📖 “Manoel da Nóbrega” (Milton)
MANOEL DA NÓBREGA: O FUNDADOR de São Paulo é o CRIADOR do Rio de Janeiro
… O jovem Estácio sentia-se mais abatido do que nunca. Que cruz tomara sobre seus inexperientes ombros! Voltara de Portugal com a específica incumbência de fundar uma vila bem no coração das terras tamoias.
Ou seja, no meio de milhares de ferozes inimigos. E com suas poucas centenas de homens em armas! Agora, fundeado em São Vicente, encetara a difícil subida da serra até Piratininga, para se aconselhar com Padre Nóbrega, como lhe exigira seu tio Mem de Sá, o governador geral.
– Não posso, padre! É responsabilidade demais para mim. Tenho só 21 anos. Se eu fracassar… Não somente eu estarei acabado antes de começar, mas serei responsável pelas mortes de todos estes bons homens que lidero agora.
Padre Manoel da Nóbrega, forte e rijo nos seus 44 anos, apesar das excruciantes dores nas varizes das pernas – ainda hoje o jovem José de Anchieta tivera que ajudá-lo, carregando-o duas vezes sobre suas costas corcundas – era um verdadeiro rochedo de determinação. Nada o faria desistir do seu plano de dar segurança à vila de São Paulo de Piratininga. E isso significava atacar o inimigo tamoio na baía de Guanabara. Fixou seus olhos com inconteste autoridade no jovem comandante português, tão moço, tão inexperto!
– Você pode meu filho! Não só pode, como deve. Deve essa atitude e essa ação a todos nós, os que vivemos e nos arriscamos nestas terras do sul. Deve aos abnegados de São Paulo de Piratininga, de São Vicente, de Cananéia, que a toda hora sofrem os mortíferos ataques desses tupinambás que se confederam como tamoios. E deve-o a sua rainha, que o encarregou pessoalmente de fundar essa vila fortificada lá no coração do território inimigo.
– Mas, padre, se eu falhar… Como poderei me defender perante Sua Majestade?
– Você não precisará se defender. EU o defenderei, eu falarei por você. Eu assumo toda a responsabilidade. Deus estará com você e seus homens. E eu e José de Anchieta estaremos também. Subiremos para a Guanabara com todos os bergantins, galés e canoas que conseguirmos juntar aqui no sul. Cheios de bravos combatentes. E de Ilhéus virão mais naves grandes, virão os irmão italianos Bartolo, grandes capitães, à frente delas. Teremos uma grande força, poderemos fazer face aos tamoios, você vai ver.
Estácio de Sá deixou-se ficar alguns instantes com os olhos perdidos no infinito, sem nada ver, apenas pensando em sua espinhosa missão: tomar a baía de Guanabara para Portugal.
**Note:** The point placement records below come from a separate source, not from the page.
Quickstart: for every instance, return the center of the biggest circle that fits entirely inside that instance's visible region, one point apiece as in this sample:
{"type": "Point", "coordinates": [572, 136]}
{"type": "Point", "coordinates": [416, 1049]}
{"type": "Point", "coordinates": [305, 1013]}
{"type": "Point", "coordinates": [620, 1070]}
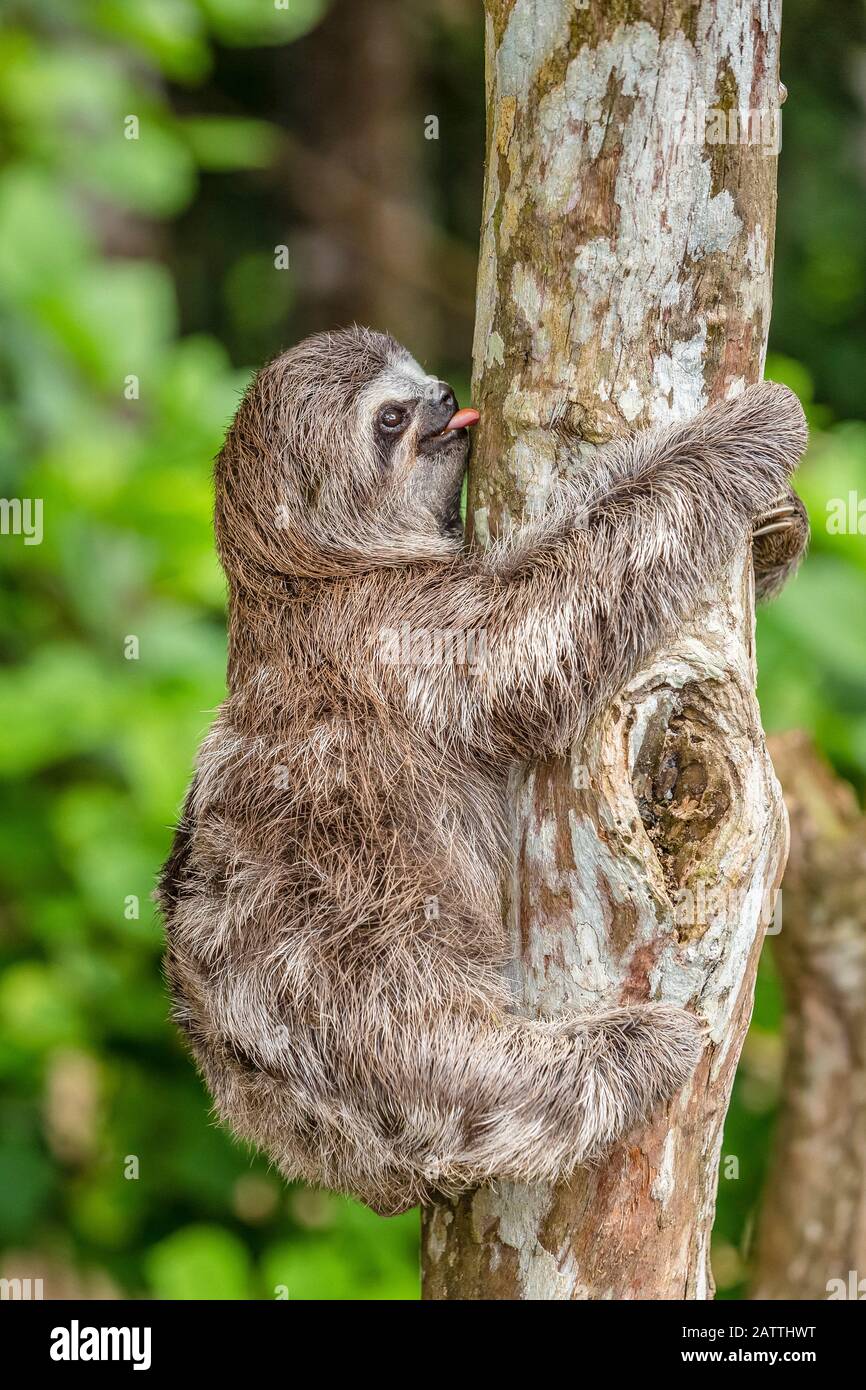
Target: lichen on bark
{"type": "Point", "coordinates": [624, 280]}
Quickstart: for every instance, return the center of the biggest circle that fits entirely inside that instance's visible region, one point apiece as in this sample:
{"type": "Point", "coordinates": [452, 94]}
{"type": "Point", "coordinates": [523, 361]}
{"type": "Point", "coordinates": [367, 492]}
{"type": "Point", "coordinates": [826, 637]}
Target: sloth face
{"type": "Point", "coordinates": [420, 438]}
{"type": "Point", "coordinates": [344, 453]}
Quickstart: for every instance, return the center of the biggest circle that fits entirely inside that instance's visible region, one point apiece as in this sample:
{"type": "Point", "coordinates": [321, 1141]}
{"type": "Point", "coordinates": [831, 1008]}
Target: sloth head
{"type": "Point", "coordinates": [344, 456]}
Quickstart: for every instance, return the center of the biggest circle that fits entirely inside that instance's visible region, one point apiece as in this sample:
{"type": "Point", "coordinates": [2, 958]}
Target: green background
{"type": "Point", "coordinates": [153, 257]}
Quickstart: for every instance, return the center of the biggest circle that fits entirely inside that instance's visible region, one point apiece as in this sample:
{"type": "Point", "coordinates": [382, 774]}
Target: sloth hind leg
{"type": "Point", "coordinates": [530, 1101]}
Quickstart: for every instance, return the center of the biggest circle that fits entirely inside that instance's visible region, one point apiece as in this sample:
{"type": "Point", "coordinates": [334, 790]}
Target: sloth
{"type": "Point", "coordinates": [332, 897]}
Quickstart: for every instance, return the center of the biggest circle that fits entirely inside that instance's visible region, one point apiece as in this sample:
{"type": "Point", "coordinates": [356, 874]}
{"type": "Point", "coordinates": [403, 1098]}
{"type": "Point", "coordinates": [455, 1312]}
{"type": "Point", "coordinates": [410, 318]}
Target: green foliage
{"type": "Point", "coordinates": [113, 634]}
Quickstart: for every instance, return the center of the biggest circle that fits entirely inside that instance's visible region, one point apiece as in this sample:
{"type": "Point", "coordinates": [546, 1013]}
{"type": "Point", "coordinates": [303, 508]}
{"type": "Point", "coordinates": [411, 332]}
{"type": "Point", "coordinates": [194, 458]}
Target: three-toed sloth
{"type": "Point", "coordinates": [332, 897]}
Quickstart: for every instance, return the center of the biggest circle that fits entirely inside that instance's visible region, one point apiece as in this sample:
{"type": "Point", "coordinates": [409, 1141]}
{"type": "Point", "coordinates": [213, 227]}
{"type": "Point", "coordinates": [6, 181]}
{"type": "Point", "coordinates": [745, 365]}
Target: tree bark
{"type": "Point", "coordinates": [626, 280]}
{"type": "Point", "coordinates": [812, 1232]}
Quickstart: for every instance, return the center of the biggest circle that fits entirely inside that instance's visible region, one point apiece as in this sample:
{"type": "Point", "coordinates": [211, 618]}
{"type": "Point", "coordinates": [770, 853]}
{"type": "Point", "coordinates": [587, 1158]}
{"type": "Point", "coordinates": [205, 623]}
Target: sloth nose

Tomá-la em definitivo dos milhares de tamoios que a cercavam e dos remanescentes franceses.
Ali mesmo, poucos anos antes, em 1555, o almirante francês Nicholas Durand de Villegaignon havia constituído sua débil França Antártica. Sem apoio do rei francês, cansado e desgastado, ele havia voltado para França em 1559 e, um ano depois, em 1560, Portugal desferiu o golpe de morte.
Seu tio Mem de Sá, com a sólida ajuda deste mesmo inquebrantável padre jesuíta Manoel da Nóbrega e de forças que acorreram de Santos e de São Vicente, havia conseguido derrotar os 300 franceses remanescentes e destruir completamente o forte de Coligny na ilha e todas as edificações da praia do Flamengo.
Mas cerca de 30 franceses permaneceram no lugar, escondidos nos matos e vivendo com os índios. Eles mantinham aceso o comércio do pau-brasil com as naves francesas. E mantinha-se também, acirradíssimo, o ódio dos tamoios aos portugueses invasores. Rompida a débil paz de Iperoig, os ataques recrudesceram de parte a parte.
Por outro lado, Manoel da Nóbrega, um político de raríssima habilidade, tinha certeza que não poderia haver tranquilidade enquanto a resistência dos tamoios persistisse. Na sua concepção, era essencial golpeá-los colocando um núcleo fortificado bem no centro de suas terras, que se estendiam de Cabo Frio até Bertioga. E esse centro nevrálgico, para ele, era na baía de Guanabara. Era ali, exatamente ali onde os franceses haviam tentado fixar sua malograda França Antártica, que deveria ser erguida a cidadela que embasaria a criação de uma verdadeira cidade europeia.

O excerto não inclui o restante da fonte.